Those prices aren't too too bad. 

I bet they would sell really well in the $10 range.

Yet as always I don't have the cash to spend on them:icon_neut

Make sure to take lots of pictures.

-Andrew


----------



## Arakkis (Dec 7, 2007)

some early pics


----------



## ZooTycoonMaster (Jan 2, 2008)

Woah they look so cool:icon_eek:

Are they fully aquatic or do they need some land to climb onto?


----------



## mistergreen (Dec 9, 2006)

ho ho ho, that's cool.

breed them and I'll buy some off you.


----------



## oblongshrimp (Jul 26, 2006)

sweet


----------



## Arakkis (Dec 7, 2007)

ZooTycoonMaster said:


> Woah they look so cool:icon_eek:
> 
> Are they fully aquatic or do they need some land to climb onto?


Full aquatic



mistergreen said:


> ho ho ho, that's cool.
> 
> breed them and I'll buy some off you.


 
So far no one has been able to breed them in captivity or knows how


----------



## Louis (May 1, 2004)

Arakkis said:


> So far no one has been able to breed them in captivity or knows how


Actually they have been bred in captivity by the Germans, supposedly it's no harder than breeding cherry red shrimp just slower.


----------



## Arakkis (Dec 7, 2007)

nice, well that answers that =)


----------



## kotoeloncat (Apr 12, 2006)

micro crabs, excellent packing job, arrived in good condition


----------



## parkman7 (Dec 28, 2008)

Anyone really want some of these, let me know. They are not very common, but I can get them (a bit cheaper than the German guys too.)


----------



## bsmith (Jan 8, 2007)

Wht do they eat?


----------



## mistergreen (Dec 9, 2006)

Any way to tell which is male or female? I'm assuming the size of the claw like most crabs...


----------



## parkman7 (Dec 28, 2008)

They eat fish/shrimp pellets same as dwarf shrimp. Not sure exactly how to sex them, maybe the claws and body size once full grown.


----------



## Arakkis (Dec 7, 2007)

I have more crabs available next week


----------



## parkman7 (Dec 28, 2008)

Anyone wants these crabs I have about 20 left now, but I can get more. 

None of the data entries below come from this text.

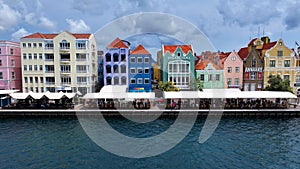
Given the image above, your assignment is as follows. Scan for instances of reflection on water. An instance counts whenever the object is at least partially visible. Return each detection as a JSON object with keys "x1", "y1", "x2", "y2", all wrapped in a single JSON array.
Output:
[{"x1": 0, "y1": 117, "x2": 300, "y2": 168}]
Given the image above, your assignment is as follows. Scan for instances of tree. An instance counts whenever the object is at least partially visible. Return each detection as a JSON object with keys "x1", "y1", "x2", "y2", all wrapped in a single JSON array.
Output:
[
  {"x1": 158, "y1": 81, "x2": 180, "y2": 92},
  {"x1": 264, "y1": 75, "x2": 293, "y2": 93},
  {"x1": 189, "y1": 78, "x2": 203, "y2": 91}
]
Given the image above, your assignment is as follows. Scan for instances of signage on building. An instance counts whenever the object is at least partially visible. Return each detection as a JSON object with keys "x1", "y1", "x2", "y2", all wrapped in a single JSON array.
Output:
[{"x1": 245, "y1": 67, "x2": 262, "y2": 72}]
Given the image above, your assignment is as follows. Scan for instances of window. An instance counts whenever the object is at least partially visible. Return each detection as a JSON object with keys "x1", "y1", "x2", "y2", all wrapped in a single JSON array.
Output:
[
  {"x1": 234, "y1": 78, "x2": 240, "y2": 85},
  {"x1": 11, "y1": 59, "x2": 16, "y2": 67},
  {"x1": 76, "y1": 65, "x2": 87, "y2": 73},
  {"x1": 144, "y1": 78, "x2": 150, "y2": 84},
  {"x1": 106, "y1": 65, "x2": 111, "y2": 73},
  {"x1": 130, "y1": 68, "x2": 135, "y2": 74},
  {"x1": 227, "y1": 78, "x2": 231, "y2": 86},
  {"x1": 137, "y1": 68, "x2": 143, "y2": 74},
  {"x1": 283, "y1": 75, "x2": 290, "y2": 80},
  {"x1": 216, "y1": 74, "x2": 220, "y2": 81},
  {"x1": 200, "y1": 74, "x2": 204, "y2": 81},
  {"x1": 227, "y1": 67, "x2": 232, "y2": 73},
  {"x1": 251, "y1": 58, "x2": 256, "y2": 67},
  {"x1": 208, "y1": 74, "x2": 213, "y2": 81},
  {"x1": 11, "y1": 72, "x2": 16, "y2": 79},
  {"x1": 59, "y1": 40, "x2": 70, "y2": 49},
  {"x1": 60, "y1": 65, "x2": 71, "y2": 73},
  {"x1": 138, "y1": 57, "x2": 143, "y2": 63},
  {"x1": 284, "y1": 60, "x2": 291, "y2": 67},
  {"x1": 121, "y1": 65, "x2": 126, "y2": 73},
  {"x1": 138, "y1": 78, "x2": 143, "y2": 84},
  {"x1": 130, "y1": 78, "x2": 135, "y2": 84},
  {"x1": 269, "y1": 60, "x2": 276, "y2": 67},
  {"x1": 113, "y1": 53, "x2": 119, "y2": 62},
  {"x1": 105, "y1": 53, "x2": 111, "y2": 62},
  {"x1": 130, "y1": 57, "x2": 135, "y2": 63},
  {"x1": 45, "y1": 54, "x2": 54, "y2": 61}
]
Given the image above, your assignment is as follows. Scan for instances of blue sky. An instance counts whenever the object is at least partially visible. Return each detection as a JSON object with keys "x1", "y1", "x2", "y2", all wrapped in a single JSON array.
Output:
[{"x1": 0, "y1": 0, "x2": 300, "y2": 52}]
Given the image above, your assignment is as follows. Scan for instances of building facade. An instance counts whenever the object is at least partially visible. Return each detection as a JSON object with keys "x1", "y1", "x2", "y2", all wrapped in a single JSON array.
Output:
[
  {"x1": 224, "y1": 51, "x2": 243, "y2": 89},
  {"x1": 0, "y1": 41, "x2": 22, "y2": 91},
  {"x1": 21, "y1": 31, "x2": 98, "y2": 95},
  {"x1": 128, "y1": 45, "x2": 153, "y2": 92},
  {"x1": 264, "y1": 39, "x2": 300, "y2": 93},
  {"x1": 103, "y1": 38, "x2": 130, "y2": 86},
  {"x1": 161, "y1": 45, "x2": 195, "y2": 89},
  {"x1": 195, "y1": 60, "x2": 224, "y2": 89}
]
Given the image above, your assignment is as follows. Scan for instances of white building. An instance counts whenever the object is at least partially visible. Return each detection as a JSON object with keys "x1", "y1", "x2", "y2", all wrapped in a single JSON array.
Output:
[{"x1": 20, "y1": 31, "x2": 98, "y2": 94}]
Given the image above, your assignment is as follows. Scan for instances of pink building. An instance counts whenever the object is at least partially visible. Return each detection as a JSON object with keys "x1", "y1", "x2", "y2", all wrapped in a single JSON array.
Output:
[
  {"x1": 0, "y1": 40, "x2": 22, "y2": 91},
  {"x1": 224, "y1": 51, "x2": 243, "y2": 89}
]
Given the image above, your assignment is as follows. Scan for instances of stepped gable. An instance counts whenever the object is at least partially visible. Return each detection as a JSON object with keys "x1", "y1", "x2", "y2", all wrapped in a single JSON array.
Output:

Oh, sexing them is the same as larger crabs, look under the belly the shell is folded differently, also the males have bigger claws.

Regards,
Mosiah


----------



## parkman7 (Dec 28, 2008)

Here is a picture I took today, to demonstrate the actual size. It is difficult to measure them, so I put a small ruler in a plastic tray.
The sizes I have now are S, M, and L. XL size is rare to find. The females begin to carry eggs at the Medium to Large size, much like dwarf shrimp.
Also, I have males and females available, I do not separate them! So you have a chance to try your hand at breeding them. I am not breeding them yet, but I will try doing so in the next few months. One female in my tank has eggs, but I could not find her when I had my camera out (guess she was camera shy:hihi.
I'll try taking some more pics later.


Regards,
Mosiah


----------



## Haagenize (Sep 30, 2008)

That's cool but I assume you must put it in a small planted tank or else it could get lost very easily or you will never see it


----------



## parkman7 (Dec 28, 2008)

Yes, they are difficult to find sometimes. A small tank is sufficient usually, but if you have a bunch in a large tank you will see them. They can be a bit shy but once they are comfortable they can be seen climbing about.


----------